James Stockdale survived being an American POW during the Vietnam War for seven and a half years. And he led a large number of men to their survival. He wrote about his experience in a grim memoir that detailed his horrific experience and the constant daily struggle for survival. Asked how he had managed to survive without knowing that he would survive his captivity, he said: “I never lost faith in the end of the story. I never doubted not only that I would get out, but also that I would prevail in the end and turn the experience into the defining event of my life, which, in retrospect, I would not trade.” He went on to add that it was the ‘optimists’ who believed that they would be out by Christmas. When that did not transpire, they said ‘by Easter’, which rolled on to the next Christmas. And they died of broken hearts. “You must never confuse faith that you will prevail in the end — which you can never afford to lose — with the discipline to confront the most brutal facts of your current reality, whatever they might be… we will get out but it won’t be by next Christmas.”

This is the Stockdale Paradox: to personally believe and communicate with conviction that, ‘in the end, we will prevail’ and act, not from a sense of living in a dreamlike state but by facing up to the ‘brutal facts’ before us.
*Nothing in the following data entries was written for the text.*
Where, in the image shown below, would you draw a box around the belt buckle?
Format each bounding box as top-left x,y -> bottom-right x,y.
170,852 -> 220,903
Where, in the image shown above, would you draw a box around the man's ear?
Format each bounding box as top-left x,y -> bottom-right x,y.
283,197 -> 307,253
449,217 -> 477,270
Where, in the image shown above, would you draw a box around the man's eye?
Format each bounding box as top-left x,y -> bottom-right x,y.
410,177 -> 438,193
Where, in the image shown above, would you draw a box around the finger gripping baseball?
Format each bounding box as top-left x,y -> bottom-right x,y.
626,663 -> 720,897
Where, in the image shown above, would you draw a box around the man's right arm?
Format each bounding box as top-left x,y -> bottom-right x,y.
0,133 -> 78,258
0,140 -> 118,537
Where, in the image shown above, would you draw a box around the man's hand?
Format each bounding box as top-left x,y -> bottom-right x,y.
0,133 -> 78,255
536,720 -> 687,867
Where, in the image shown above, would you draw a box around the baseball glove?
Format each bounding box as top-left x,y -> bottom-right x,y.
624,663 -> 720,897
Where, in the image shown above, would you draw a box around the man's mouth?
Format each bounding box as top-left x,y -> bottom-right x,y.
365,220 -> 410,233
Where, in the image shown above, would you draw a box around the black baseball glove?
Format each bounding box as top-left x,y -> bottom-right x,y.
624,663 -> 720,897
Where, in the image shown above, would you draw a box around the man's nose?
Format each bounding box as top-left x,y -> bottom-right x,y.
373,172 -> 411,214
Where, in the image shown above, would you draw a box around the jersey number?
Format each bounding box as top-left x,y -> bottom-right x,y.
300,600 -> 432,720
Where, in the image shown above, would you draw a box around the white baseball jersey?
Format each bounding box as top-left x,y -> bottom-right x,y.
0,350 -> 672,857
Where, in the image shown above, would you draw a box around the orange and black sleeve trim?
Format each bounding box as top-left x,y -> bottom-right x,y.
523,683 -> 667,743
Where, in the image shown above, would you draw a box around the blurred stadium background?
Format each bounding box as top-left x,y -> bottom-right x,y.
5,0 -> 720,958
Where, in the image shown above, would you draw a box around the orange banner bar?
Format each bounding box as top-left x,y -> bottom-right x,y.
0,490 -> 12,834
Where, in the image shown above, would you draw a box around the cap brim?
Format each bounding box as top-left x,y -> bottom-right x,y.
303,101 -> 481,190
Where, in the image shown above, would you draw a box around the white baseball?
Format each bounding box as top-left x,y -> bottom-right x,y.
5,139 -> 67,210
Not false positivity, not a denial of facts, not brave talk. The reality is we are not getting vaccinated in enough numbers to be where the US or the UK are today, at least will the end of the year, but likely much longer. And for those in the business of hospitality, travel or tourism, the brutal fact is that people won’t be vacationing this summer, monsoon, or autumn. But people will want to travel again, it is a basic human urge.

Few things will give people back their collective mojo back faster than a belief that what they are doing makes a positive difference. Leaders would do well to go back to their organisation’s purpose and help people make meaning of that in today’s context. Likewise, not enough can be said about leading by example. People hear what you say but do what you do. Whether it is about following Covid appropriate behaviour or being honest about the challenges or leading through purpose, the leader has to set the example.

Building the faith that ‘in the end we will prevail’ starts with faith in the leader. That is the person who is first in the line and can point towards the light at the end of the tunnel.

Avik Chanda is the CEO-Founder of NUVAH ELINT LLP, and the bestselling author of “From Command To Empathy: Using EQ in the Age of Disruption”. Sanjeev Roy is the Founder of Bullzi Inc. He is an Executive Coach, OD Consultant and Co-Author of ‘Here Today Here Tomorrow’.